Wired News Report
Clinton Favors Computer Snooping
by Declan McCullagh
6:00 p.m. 19.Jan.2000 PST
WASHINGTON -- Visions of stealthy black helicopters landing on your lawn and disgorging Nomex-clad troops to steal your PGP keys aren't just for conspiracy theorists.
The Clinton administration wants to be able to send federal agents armed with search warrants into homes to copy encryption keys and implant secret back doors onto computers.
"When criminals like drug dealers and terrorists use encryption to conceal their communications, law enforcement must be able to respond in a manner that will not thwart an investigation or tip off a suspect," Attorney General Janet Reno and Deputy Defense Secretary John Hamre wrote in a seven-page letter to Congress.
The idea first surfaced in mid-1999, when the Justice Department proposed legislation that allowed them to obtain surreptitious warrants and "postpone" notifying the person whose property they entered for 30 days.
The Justice Department's thinking was that if a suspect was using data-scrambling encryption products, the FBI's G-men might need to enter the suspect's home and install software to tap into and decipher scrambled communications.
After vocal objections from civil liberties groups, the administration backed away from the controversial plan. The final draft of the Cyberspace Electronic Security Act (CESA) submitted to Congress had removed the secret-search portions.
But the White House now appears to think it doesn't need new legislation to enter a suspect's computer.
The letter from Reno and Hamre to House Majority Leader Dick Armey says that, in the future, the Feds will use "general authorities" when asking judges to authorize so-called black bag jobs. Commerce Secretary William Daley also signed the letter.
They say that law enforcement should have the ability to "search for keys" without immediately notifying a suspect.
According to legal experts, all current search warrants -- with the exception of the related category of wiretaps -- require police to inform the person his property was entered.
Privacy groups say Americans should be alarmed.
"It sounds like they're returning to the provision in CESA that they backed away from," says Barry Steinhardt, associate director of the American Civil Liberties Union.
"The basic principle is that people who are the subject of searches should have notice and the opportunity to challenge the search. This is particularly dangerous since it will be difficult to guarantee that evidence hasn't been tampered with," said Steinhardt. "What they are proposing to do is alter computer files. It's quite a chilling proposal."
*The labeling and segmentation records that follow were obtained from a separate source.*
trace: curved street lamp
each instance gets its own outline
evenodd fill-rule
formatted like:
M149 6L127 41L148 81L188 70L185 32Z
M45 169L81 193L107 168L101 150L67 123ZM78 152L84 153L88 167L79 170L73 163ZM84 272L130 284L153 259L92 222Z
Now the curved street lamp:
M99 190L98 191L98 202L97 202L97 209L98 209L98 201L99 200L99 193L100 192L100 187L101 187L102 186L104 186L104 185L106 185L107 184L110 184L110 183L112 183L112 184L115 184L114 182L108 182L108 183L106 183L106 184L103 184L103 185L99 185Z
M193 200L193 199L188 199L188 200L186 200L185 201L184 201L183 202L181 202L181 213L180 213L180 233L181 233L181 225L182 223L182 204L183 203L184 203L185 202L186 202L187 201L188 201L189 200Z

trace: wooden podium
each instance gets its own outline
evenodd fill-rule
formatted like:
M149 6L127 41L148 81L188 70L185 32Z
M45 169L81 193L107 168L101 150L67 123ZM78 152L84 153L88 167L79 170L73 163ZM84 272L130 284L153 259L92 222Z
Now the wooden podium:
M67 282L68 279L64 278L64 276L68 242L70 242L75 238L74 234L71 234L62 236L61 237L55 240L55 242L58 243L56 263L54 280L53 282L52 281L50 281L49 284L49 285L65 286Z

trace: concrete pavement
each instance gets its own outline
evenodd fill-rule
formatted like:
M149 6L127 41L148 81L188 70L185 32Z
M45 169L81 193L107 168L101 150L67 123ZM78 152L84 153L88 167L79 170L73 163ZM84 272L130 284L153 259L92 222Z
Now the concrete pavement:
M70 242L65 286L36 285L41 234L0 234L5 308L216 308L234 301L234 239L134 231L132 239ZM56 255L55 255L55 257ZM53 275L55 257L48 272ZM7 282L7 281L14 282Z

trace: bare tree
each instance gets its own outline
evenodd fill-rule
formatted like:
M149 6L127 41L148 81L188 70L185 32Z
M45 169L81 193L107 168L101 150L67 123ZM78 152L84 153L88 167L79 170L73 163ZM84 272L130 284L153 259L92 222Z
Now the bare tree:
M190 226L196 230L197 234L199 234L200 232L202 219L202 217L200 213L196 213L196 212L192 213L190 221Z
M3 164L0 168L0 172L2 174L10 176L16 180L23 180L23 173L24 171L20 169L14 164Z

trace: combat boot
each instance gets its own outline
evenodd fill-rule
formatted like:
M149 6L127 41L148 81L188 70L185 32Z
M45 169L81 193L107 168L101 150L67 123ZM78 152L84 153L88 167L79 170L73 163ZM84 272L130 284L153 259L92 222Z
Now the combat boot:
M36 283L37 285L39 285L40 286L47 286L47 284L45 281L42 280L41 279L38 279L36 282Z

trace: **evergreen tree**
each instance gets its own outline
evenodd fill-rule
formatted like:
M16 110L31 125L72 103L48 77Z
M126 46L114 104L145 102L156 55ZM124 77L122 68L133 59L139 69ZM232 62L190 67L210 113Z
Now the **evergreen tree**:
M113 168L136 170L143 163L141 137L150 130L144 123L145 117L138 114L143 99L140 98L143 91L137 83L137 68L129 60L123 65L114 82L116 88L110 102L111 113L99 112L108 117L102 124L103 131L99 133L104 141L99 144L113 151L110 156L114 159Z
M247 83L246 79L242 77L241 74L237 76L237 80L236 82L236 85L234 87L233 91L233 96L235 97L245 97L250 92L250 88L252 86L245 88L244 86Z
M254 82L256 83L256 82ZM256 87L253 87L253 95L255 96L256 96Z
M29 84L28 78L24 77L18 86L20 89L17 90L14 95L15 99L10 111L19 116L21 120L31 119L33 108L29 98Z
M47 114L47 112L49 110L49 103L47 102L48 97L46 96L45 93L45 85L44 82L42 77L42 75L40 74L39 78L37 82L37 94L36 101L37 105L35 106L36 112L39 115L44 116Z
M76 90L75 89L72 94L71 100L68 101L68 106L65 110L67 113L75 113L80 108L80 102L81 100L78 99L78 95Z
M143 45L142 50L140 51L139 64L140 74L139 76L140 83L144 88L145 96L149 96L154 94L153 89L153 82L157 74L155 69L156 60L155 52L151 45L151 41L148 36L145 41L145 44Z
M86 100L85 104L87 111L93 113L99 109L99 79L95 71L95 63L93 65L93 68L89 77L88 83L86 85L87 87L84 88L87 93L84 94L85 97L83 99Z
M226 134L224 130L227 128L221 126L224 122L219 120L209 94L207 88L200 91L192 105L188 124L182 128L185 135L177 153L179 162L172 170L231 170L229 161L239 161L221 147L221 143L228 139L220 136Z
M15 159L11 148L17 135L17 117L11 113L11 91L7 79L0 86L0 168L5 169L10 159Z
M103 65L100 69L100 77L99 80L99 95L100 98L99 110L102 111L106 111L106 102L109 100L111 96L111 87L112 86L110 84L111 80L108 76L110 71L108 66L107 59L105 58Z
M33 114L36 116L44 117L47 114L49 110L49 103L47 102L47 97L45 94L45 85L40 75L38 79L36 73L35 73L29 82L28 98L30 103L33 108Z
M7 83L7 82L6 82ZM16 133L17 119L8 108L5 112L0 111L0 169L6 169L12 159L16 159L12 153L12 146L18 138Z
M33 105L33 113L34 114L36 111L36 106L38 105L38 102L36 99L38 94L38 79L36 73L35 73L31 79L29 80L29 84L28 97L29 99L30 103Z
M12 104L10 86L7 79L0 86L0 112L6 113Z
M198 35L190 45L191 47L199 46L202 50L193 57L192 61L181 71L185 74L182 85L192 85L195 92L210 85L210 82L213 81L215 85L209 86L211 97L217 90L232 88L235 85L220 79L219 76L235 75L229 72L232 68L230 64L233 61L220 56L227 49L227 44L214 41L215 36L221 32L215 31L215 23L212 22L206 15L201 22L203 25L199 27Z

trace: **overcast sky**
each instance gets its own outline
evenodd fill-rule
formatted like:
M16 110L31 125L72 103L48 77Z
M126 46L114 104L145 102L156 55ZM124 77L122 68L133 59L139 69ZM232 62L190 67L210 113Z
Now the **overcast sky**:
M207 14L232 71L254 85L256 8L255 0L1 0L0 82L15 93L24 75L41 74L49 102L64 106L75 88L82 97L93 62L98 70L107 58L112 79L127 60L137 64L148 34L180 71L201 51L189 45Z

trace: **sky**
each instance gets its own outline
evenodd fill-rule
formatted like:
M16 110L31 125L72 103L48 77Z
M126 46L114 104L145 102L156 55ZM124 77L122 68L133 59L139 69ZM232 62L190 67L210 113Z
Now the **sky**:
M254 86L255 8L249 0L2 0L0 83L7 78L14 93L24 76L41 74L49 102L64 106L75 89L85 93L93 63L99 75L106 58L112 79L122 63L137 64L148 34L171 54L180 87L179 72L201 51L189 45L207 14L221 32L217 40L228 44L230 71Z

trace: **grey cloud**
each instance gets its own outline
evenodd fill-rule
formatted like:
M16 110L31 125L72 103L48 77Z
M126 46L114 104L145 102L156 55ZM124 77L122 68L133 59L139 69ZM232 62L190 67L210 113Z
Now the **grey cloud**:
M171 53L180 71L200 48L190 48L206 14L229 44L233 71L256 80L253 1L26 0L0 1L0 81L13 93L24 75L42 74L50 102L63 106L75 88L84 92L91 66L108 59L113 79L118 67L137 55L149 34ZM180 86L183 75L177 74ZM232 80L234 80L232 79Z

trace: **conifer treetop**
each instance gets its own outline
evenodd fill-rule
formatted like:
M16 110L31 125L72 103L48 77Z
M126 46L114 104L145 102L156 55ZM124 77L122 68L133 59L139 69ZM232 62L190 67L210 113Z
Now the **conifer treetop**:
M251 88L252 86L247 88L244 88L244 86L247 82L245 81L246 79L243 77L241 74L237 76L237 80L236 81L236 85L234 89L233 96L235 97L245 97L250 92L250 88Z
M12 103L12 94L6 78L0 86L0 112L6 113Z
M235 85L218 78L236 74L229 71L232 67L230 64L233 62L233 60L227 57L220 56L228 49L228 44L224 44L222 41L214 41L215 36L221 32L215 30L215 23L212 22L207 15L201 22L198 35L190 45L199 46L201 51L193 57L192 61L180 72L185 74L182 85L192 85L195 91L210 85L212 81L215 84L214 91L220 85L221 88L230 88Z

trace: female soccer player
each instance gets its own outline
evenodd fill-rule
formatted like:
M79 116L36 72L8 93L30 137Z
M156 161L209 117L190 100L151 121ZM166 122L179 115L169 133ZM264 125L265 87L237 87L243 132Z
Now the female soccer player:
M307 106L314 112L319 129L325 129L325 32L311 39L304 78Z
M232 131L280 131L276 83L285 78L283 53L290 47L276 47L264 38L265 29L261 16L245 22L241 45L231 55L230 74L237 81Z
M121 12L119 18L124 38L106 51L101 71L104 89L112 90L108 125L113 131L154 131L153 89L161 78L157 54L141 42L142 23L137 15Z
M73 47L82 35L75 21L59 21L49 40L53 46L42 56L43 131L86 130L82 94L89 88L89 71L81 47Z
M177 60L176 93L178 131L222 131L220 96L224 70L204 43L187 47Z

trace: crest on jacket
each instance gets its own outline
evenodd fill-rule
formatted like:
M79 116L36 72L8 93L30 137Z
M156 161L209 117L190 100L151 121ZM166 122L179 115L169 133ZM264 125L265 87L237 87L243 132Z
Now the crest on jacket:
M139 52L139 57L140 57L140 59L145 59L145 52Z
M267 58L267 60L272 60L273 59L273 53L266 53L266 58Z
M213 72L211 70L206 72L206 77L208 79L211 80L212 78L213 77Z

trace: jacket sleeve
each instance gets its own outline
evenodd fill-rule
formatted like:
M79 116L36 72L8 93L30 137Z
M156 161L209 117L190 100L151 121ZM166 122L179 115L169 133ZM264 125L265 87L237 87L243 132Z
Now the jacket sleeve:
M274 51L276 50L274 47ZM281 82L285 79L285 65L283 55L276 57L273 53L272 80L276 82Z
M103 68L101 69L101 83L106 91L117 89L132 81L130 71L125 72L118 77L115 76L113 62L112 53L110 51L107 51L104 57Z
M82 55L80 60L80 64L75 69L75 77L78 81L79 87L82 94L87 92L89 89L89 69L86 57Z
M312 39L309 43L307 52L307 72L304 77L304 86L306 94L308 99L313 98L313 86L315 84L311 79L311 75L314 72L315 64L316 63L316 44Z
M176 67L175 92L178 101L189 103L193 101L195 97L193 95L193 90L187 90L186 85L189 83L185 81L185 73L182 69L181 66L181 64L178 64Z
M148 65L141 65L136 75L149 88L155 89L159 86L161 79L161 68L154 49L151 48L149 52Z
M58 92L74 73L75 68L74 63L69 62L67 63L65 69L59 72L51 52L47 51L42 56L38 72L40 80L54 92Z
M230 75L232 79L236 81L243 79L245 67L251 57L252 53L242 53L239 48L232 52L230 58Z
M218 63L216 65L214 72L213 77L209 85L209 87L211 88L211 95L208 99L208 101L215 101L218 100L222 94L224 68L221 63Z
"What they're saying is that they want to eliminate that Fourth Amendment requirement or limit it so much to make it meaningless," said Dave Banisar, co-author of the Electronic Privacy Papers. The Fourth Amendment prohibits the government from conducting "unreasonable" searches and seizures.
The Clinton administration cabinet officials wrote the letter this month in their latest exchange with Majority Leader Armey. Although dated 7 January, Armey's office said they received it on Wednesday.
In Armey's letter to Reno on 27 September, the Texas Republican wrote: "Questions remain about the Administration's commitment to personal privacy.... While I understand that this [secret search] provision has been dropped from the most recent draft, the fact that it was ever proposed at all raises concerns in Congress."
In its reply, the administration wrote, "You specifically ask whether law enforcement has the authority to search for keys without notifying the subject. Although some courts have permitted the government to conduct a search, in analogous circumstances, without notifying the target at the time of the search, these same courts have held, and we agree, that in a criminal investigation the government must ultimately provide meaningful notice to the target of the search."
The letter further urges Congress to pass CESA and defends Fidnet, a plan to monitor online intrusions into federal computers.
"Fidnet is entirely aimed at improving the security of government computer systems.... We strongly support its development. Federal computer networks are a favorite target of computer hackers," they say.
Last summer reports said that the system would monitor not just federal computers, but other Internet traffic -- a claim that the FBI assistant general counsel denied as recently as during a panel discussion last week.